Month: September 2022
2022 September status on Danish lexemes in Wikidata
Some statistics:
- 15,047 Danish lexemes in Wikidata compared to 689,114 across all languages. 15th largest language in Wikidata, – Russian has over 100,000 lexemes.
- Links to Danish external identifiers:
- 7,820 Wikidata lexemes linked to words DanNet and 4,182 indicated as not in DanNet.
- 1,140 COR lemmas and 213 lexemes indicated as not in COR.
- 1,103 COR forms and 69 forms indicated as not in COR.
- 774 Oqaasileriffik online dictionary ID (either Danish, Greenlandic or English)
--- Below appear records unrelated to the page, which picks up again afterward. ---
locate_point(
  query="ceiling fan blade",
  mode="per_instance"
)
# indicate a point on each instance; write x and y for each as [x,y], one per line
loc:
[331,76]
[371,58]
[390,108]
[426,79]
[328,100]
- 66,618 Danish forms. 18th language, – Estonian has almost 3 million.
- 7,590 Danish senses. 11th language, – Basque has over 30,000 senses.
- 11,960 hyphenation specifications.
- 2,867 unique hyphenation parts: ne, de, te, le, se, ge, en, ning, re, be
- Lexical categories for Danish lexemes:
Interesting individual lexemes:
- rød, – a word with many compounds specified.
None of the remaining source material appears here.